Several fatiguing repetitions at the beginning might also better have been simply deleted. Both the translator and the author return three or four times to point out how this passion, “qu’un rien avoit commencée, qui n’étoit au fond qu’une méprise de l’amour proper, exagerée ensuite et exaltée par l’imagination” [approx. “that nothing had begun, which was at bottom only a mistake of self-esteem, then exaggerated and exalted by the imagination”], acquired more consistency only by way of this or that new chance occurrence. Although these psychological remarks betray an intentional attempt to shape the portrayal more subtlety, their effect is not to the latter’s advantage. The details of straightforward, ardent passion, the manner of its origin and course, did not really need such admixture. As usual, the author was quite fortunate in this instance, and in translation these details have lost nothing in the way of delicacy.

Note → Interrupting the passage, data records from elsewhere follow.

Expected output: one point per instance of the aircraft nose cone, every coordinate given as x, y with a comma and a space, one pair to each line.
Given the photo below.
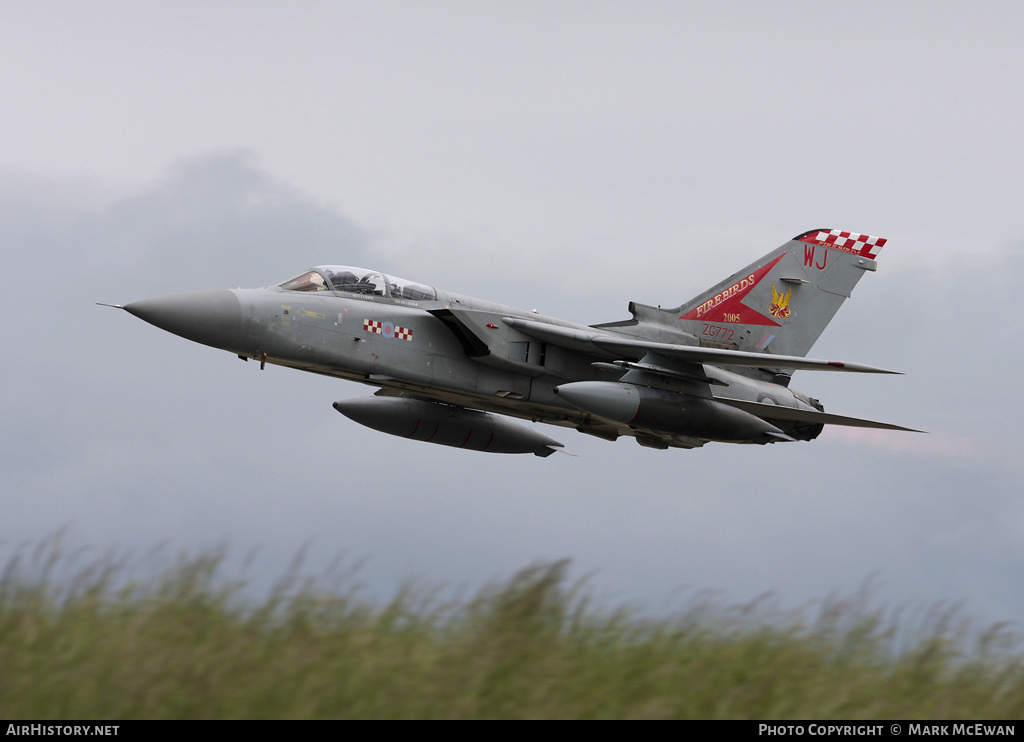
210, 317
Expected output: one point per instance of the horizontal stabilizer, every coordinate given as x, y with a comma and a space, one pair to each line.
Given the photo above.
605, 345
774, 411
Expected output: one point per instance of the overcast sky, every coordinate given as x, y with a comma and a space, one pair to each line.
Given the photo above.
564, 156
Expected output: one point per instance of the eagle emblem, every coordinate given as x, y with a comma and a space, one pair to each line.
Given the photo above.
779, 307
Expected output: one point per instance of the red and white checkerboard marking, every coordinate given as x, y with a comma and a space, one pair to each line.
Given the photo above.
387, 329
848, 242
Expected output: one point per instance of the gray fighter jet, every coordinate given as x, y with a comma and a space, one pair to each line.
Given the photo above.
451, 367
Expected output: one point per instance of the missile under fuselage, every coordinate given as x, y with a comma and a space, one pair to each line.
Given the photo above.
663, 411
446, 425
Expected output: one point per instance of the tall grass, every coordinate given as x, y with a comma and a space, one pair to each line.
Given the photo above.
91, 643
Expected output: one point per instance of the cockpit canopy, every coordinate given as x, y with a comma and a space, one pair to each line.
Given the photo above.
349, 279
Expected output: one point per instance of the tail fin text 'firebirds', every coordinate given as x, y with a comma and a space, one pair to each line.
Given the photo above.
451, 367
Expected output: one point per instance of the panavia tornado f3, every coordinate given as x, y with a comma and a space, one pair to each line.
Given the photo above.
453, 369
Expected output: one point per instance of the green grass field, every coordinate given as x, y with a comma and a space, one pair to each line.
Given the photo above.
185, 646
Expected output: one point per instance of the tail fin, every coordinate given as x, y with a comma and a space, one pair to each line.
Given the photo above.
781, 303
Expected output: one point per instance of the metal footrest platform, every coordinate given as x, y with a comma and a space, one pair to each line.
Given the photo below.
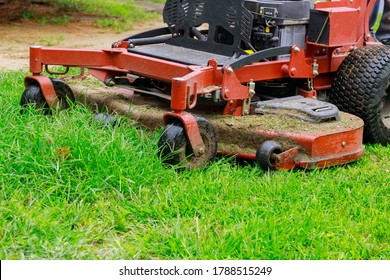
179, 54
307, 109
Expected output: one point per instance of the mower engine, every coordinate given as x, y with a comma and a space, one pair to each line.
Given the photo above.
278, 23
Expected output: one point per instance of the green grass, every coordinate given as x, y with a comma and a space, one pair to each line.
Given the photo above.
119, 15
107, 196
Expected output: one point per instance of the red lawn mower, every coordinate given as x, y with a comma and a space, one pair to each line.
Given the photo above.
285, 83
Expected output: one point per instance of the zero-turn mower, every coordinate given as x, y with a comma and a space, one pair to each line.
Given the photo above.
286, 83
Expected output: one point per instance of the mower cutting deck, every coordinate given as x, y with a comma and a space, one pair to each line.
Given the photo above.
244, 78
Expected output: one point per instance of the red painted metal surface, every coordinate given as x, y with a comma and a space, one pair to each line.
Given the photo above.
316, 63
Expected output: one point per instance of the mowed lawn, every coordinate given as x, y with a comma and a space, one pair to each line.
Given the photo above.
71, 189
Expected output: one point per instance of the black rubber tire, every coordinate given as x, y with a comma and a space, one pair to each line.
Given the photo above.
174, 147
265, 154
33, 96
362, 87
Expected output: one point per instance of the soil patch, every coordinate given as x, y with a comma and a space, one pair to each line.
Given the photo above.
17, 35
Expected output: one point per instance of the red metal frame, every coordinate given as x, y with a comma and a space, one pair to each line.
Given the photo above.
317, 62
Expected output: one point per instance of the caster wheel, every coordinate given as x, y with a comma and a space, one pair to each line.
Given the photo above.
266, 154
175, 149
33, 96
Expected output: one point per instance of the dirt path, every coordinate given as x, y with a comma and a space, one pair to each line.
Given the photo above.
16, 38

The most attractive feature in this translation, however, are the letters of the two lovers, of which one might justifiably maintain that they really could have been written thus. Here one encounters the casual, flowing language of nature and true tenderness whose content is admittedly spiced not by the philosophy of the heart, but rather by characterization of the sort generated by the age itself and the situation at the moment, and by a vivid evocation of the setting. Should our neighbors perhaps miss the element of masculine ardor or pointed articulation of emotion to which they are otherwise accustomed, they will nonetheless become acquainted with the simpler, more straightforward German disposition of love in its most pleasing vestment, and will doubtless be pleased by a more naive perspective.